The dCache Pool (MultiProtocolPool2)

Scope of this document

This document is intended to describe the tasks and the assumed behavior of the dCache MultiprotocolPool (v2). Moreover it briefly describes how to configure and to manage a pools from the administrator point of view.

Task Description

The MultiProtocolPool (v2) essentially

Content


Restore Handler Commands

The 'restore handler' is a subsystem of the PoolManager cell. It allows to view, retry and cancel ongoing restore processes.
   (local) admin > cd PoolManager
   (PoolManager) admin >
   

rc ls
Displays a list of all restore processes. Format :
   0033000000000000006C3928@131.169.0.0/255.255.0.0 m=1 [0]  [zeus-doener-14] [Staging 08.25 22:52:41] {0,}
   
   <pnfsId>@<netMask> m=<# of clients> [<retries>] [<pool>] [<Status>] {<errorCode>:<ErrorMessage>}
   

In case a request has a non zero error status the rc commands can cancel the request or let the retry.

rc retry <pnfsId>@<netMask>

The specified request will be retried. Retrying a restore request only makes sense if the reason for the failure has been solved. In most cases the failure has been caused by the HSM. Before the request goes into an error status it retries automatically using different pools (if available).
rc failed <pnfsId>@<netMask> [<errorCode> [<errorMessage>]
rc failed cancels the request and (if specified) sends the error message and the error code to the requesting client.

Setting Up Pools

Create the data and control directory.
cd <Pool-Base-Directory>
mkdir control data
Set up the 'setup' file. Create the 'setup' file in the <Pool-Base-Directory> directory. Adjust the variables below according to your needs.
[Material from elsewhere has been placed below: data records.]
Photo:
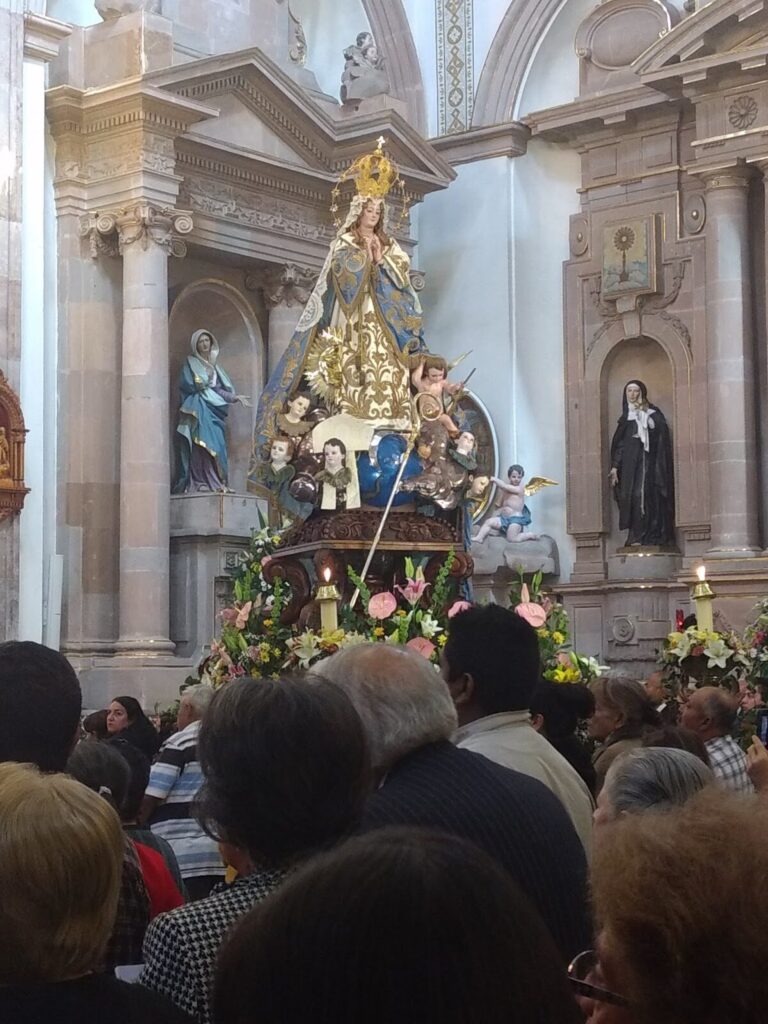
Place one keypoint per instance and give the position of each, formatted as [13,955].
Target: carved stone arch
[393,37]
[226,312]
[12,489]
[510,54]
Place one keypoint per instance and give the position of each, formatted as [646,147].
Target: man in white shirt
[491,664]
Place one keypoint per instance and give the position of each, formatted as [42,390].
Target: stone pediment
[264,114]
[723,37]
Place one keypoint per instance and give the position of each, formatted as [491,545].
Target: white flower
[717,652]
[305,647]
[351,640]
[429,626]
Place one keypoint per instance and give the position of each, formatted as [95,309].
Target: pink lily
[382,605]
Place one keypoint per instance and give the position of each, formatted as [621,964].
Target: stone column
[286,292]
[733,477]
[145,237]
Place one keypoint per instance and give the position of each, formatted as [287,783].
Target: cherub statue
[335,475]
[365,74]
[513,514]
[430,377]
[292,422]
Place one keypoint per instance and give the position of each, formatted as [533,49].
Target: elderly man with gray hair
[650,778]
[174,782]
[409,717]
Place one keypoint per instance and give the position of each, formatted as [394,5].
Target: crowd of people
[375,841]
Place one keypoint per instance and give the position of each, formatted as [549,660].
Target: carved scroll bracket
[111,232]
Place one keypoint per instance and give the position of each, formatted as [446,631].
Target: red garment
[164,894]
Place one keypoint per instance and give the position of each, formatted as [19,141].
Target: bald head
[400,697]
[710,712]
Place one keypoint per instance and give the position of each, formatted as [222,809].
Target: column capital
[111,232]
[732,176]
[286,285]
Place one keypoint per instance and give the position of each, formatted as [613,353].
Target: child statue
[513,515]
[335,475]
[430,377]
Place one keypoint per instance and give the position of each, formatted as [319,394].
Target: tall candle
[702,598]
[328,598]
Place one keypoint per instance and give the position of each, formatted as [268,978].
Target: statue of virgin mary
[363,322]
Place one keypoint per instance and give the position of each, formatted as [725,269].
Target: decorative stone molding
[288,286]
[510,139]
[142,224]
[43,36]
[12,438]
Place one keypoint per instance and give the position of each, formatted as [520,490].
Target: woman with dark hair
[287,772]
[94,725]
[556,710]
[125,718]
[623,715]
[401,926]
[641,470]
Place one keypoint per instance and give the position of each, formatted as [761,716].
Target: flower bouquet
[550,620]
[254,642]
[705,657]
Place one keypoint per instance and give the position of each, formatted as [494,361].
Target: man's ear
[462,689]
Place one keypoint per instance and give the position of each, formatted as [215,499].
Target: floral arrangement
[550,620]
[756,643]
[706,655]
[254,642]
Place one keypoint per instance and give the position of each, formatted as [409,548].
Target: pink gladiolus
[422,646]
[458,606]
[382,605]
[413,591]
[532,613]
[242,621]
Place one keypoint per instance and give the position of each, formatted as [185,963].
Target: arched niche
[218,307]
[635,358]
[682,398]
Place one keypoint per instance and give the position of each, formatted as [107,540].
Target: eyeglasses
[580,969]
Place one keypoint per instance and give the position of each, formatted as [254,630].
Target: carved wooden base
[334,541]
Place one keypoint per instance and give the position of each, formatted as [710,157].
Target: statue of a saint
[207,393]
[363,322]
[5,478]
[641,470]
[365,74]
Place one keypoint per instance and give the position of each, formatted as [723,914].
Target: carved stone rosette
[12,438]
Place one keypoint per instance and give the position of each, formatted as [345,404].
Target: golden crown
[375,175]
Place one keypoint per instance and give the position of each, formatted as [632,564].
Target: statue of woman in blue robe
[207,393]
[364,295]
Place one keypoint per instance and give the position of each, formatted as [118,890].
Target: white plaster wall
[74,11]
[421,17]
[544,197]
[330,27]
[465,242]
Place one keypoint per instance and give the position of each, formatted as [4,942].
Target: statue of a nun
[207,393]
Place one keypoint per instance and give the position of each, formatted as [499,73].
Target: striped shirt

set max diskspace <PoolSize>

<PoolSize> : Defines the size of this Pool. The postfixs k,m,g can be used to specify 1024,1024*1024,1024*1024*1024 bytes respectivly. As a rule of thumb :
   set max diskspace  (<Kbytes from 'df -k'> / 1024 / 1024 - 5 )g
   

set heartbeat 120

Setting the heartbeat timer.

mover set max active <maxNumberOfClientMovers>

<maxNumberOfClientMovers> : Maximum number of movers talking to clients. If this number of movers is exceeded, the additional ones are queued.

rh set max active <maxNumberOfRestoreMovers>

<maxNumberOfRestoreMovers> : Maximum number of movers fetching data from HSM into the cache. If this number of movers is exceeded, the additional ones are queued.

rh set max active <maxNumberOfStoreMovers>

<maxNumberOfStoreMovers> : Maximum number of movers storing data from the cache into the HSM(s). If this number of movers is exceeded, the additional ones are queued.

hsm set osm -pnfs=<pnfsMountPoint>

<pnfsMountPoint> : Points to the pnfs mountpoint.

hsm set osm -command=<d-cache-base>/jobs/<hsmCopyAppliction>

<pnfsMountPoint> : Points to a script or binary which copies dCache file to/from the HSM.
Make the entry in the domain - pool mapping file :
Add the following line to the domain - pool file : <d-cache-base>/config/<pool-map-file>.poollist

  <poolName> <Pool-Base-Directory> <options>
Options are
Restart the pool domain :
   cd <d-cache-base>/jobs
   ./pool -pool=<pool-map-file> stop
   ./pool -pool=<pool-map-file> start

Shutting down individual pools

It might become necessary to shutdown individual pools while the rest of the system is still functional. The goal is not to interrupt any ongoing data transfer but to disallow new transfers to start for that particualar pool.
Therefor that pool first has to be disabled.
    #
    # log into the pool
    #
    (local) admin > cd fooPool
    (fooPool) admin > pool disable
  

From now on, the pool will no longer reply on any kind of storage requests from the StorageManager. Therefor the different mover queues are draining step by step. The pool command info provides an overview of the 3 queue types.
    ...... snip .......
    
    
      Storage Queue     : 
         Classes  : 6
         Requests : 19
      Mover Queue 8(15)/0
      StorageHandler [diskCacheV111.pools.HsmStorageHandler2]
        Version        : [$Id: PoolUsersGuide.html,v 1.1 2005/04/29 12:38:59 patrick Exp $]
       Sticky allowed  : true
        Job Queues 
          to store   0(10)/0
          from store 0(4)/0


     .... snap .........
  
The syntax is
  <queue type> <active>(<maxAllowed>)<waiting>
  
The pools shouldn't be stopped until all three queues are drained, which means no waiting or active jobs any more.
In case a hole pool domain has to be shutdown, all pools within the domain have to be drained first. The queueInfo web page gives an insight into the queue status of all queues in one picture, which simplifies waiting for multiple queue to become ready for shutdown.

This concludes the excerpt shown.